Гнедич — одно из тех имен в русской литературе, которое привычно упоминается среди поэтов пушкинского времени, но такое упоминание лишь подчеркивает забвение. Единственное, что мы выносим из школьного (да и университетского!) курса литературы, — это то, что Гнедич перевел «на язык родных осин» «Илиаду». Лирика Гнедича, его поэмы и пьесы, его «Записная книжка», полная философских размышлений, его публичные выступления и письма — все это известно лишь узкому кругу специалистов. Собрание сочинений Гнедича не издавалось более ста лет, не говоря уже о полном академическом собрании.

Думается, не случайно Гнедич оставлен нам «про запас». Именно сегодня нам так нужны примеры творческой гармонии, примеры тех людей, для которых вся мировая культура — один большой сад. И что очень важно: Гнедич, сформировавшийся на стыке четырех культур — украинской, русской, античной и европейской, — прекрасно знал, где и что растет в этом саду. Он не разбрасывался, не пробовал все плоды подряд.

Гнедич пытался приучить доверчивых русских людей, прежде чем срывать плоды, смотреть на корни. Именно Гнедич как переводчик и мыслитель дал нашей культуре возможность живо ощутить не только свои близкие, славянские корни, но и корни, идущие от Эллады.

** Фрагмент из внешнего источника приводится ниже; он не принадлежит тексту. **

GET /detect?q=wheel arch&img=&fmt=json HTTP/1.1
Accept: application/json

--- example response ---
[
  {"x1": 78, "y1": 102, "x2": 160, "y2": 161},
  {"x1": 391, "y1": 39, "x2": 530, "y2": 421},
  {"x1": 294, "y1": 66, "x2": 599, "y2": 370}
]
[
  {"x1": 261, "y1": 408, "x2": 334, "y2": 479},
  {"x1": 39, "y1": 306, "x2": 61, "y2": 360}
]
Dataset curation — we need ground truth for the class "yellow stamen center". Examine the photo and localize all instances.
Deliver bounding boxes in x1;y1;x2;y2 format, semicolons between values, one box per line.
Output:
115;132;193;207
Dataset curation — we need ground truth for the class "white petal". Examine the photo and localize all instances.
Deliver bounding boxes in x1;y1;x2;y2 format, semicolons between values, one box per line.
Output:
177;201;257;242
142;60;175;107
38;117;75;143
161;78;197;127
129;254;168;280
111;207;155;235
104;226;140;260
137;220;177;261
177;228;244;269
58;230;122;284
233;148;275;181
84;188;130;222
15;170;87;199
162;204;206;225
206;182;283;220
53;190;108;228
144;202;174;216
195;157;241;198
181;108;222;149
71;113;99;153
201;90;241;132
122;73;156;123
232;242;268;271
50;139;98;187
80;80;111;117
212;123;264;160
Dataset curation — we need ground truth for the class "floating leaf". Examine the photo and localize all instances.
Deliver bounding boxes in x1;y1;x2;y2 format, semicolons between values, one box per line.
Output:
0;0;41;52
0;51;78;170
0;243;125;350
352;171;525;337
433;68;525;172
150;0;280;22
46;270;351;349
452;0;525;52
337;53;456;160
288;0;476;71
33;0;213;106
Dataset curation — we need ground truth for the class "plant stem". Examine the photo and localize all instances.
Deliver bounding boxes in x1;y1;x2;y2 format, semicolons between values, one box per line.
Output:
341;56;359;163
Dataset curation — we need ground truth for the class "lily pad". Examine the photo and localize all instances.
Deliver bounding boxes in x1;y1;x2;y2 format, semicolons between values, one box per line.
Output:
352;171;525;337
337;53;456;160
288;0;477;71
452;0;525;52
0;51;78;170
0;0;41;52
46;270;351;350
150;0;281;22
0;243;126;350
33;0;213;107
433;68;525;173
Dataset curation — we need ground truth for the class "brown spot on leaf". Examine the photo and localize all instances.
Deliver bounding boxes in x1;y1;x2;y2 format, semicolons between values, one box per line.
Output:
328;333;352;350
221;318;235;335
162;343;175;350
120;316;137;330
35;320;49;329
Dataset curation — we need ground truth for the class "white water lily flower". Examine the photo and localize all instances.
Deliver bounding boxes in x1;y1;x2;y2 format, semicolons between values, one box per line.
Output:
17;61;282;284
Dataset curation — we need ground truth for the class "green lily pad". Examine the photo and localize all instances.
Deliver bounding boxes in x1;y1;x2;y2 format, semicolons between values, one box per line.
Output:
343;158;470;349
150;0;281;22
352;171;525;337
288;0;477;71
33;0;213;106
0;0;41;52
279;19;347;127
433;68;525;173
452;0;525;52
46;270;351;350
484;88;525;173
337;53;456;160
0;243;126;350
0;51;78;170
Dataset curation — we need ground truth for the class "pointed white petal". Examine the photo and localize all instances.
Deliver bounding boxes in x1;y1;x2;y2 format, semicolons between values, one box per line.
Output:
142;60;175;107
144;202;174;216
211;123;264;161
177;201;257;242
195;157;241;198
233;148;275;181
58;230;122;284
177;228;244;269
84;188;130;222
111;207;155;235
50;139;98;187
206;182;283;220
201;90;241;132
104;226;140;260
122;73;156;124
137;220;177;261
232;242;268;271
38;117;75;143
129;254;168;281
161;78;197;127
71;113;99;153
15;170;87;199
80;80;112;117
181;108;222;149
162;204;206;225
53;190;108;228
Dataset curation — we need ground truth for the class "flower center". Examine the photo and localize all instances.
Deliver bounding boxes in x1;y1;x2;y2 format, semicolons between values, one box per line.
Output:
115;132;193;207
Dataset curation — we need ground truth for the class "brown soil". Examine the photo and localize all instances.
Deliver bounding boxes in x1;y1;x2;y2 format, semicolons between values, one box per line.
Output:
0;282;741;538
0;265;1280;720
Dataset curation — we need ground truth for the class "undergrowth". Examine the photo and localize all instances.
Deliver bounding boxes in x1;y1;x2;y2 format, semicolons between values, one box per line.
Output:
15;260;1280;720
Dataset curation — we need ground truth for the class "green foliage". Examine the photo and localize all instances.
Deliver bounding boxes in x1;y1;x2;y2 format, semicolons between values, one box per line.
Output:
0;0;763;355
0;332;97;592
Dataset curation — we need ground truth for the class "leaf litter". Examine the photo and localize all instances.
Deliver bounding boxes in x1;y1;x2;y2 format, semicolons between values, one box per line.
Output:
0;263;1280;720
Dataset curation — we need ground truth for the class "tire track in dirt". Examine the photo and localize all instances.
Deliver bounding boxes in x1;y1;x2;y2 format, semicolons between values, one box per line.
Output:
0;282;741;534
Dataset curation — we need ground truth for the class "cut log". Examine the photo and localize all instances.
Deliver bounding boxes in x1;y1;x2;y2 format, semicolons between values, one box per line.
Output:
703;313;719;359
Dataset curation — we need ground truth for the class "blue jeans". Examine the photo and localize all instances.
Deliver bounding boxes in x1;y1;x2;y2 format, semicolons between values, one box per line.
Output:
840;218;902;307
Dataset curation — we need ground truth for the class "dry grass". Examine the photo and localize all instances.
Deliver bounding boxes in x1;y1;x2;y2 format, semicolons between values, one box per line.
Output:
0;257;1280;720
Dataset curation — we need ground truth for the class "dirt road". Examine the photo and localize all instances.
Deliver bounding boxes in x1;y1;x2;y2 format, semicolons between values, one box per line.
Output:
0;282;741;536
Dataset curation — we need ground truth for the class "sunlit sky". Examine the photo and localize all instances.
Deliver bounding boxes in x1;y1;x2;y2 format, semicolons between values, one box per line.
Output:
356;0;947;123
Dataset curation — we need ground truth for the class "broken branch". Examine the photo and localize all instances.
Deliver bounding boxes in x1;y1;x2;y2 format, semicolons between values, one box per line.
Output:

Задолго до Толстого и Достоевского, Солженицына и Шолохова он пришел к убеждению, что главный жанр русской литературы — эпос. Именно эпическое произведение более других соответствует и масштабу событий отечественной истории, и масштабу страны, и духовному складу народа, который чувствует себя народом лишь в свете «великих происшествий» (выражение Гнедича), а в буднях теряется, опускается и мельчает.

Но при этом Гнедич своей судьбой доказал, что эпическая цельность возможна и без войн и сражений, без оглушительных катаклизмов. Эпосом делает жизнь великая цель. И пусть почти все дни Гнедича протекли в тиши Императорской публичной библиотеки, — он оставил нам эпос. Не тот эпос, что навязывается историческими потрясениями, а тем, что создается силами собственной души.

После 1917 года речи Гнедича и его «Записные книжки» издавались лишь фрагментарно. И не только потому, что его эстетические и нравственные воззрения стали считаться глубоко устаревшими. Очевидно, что удобнее было иметь дело с Гнедичем-переводчиком, чем с Гнедичем-мыслителем. За последние сто лет «Записные книжки» Гнедича ни разу не выходили полностью, хотя по объему это всего лишь тридцать страниц.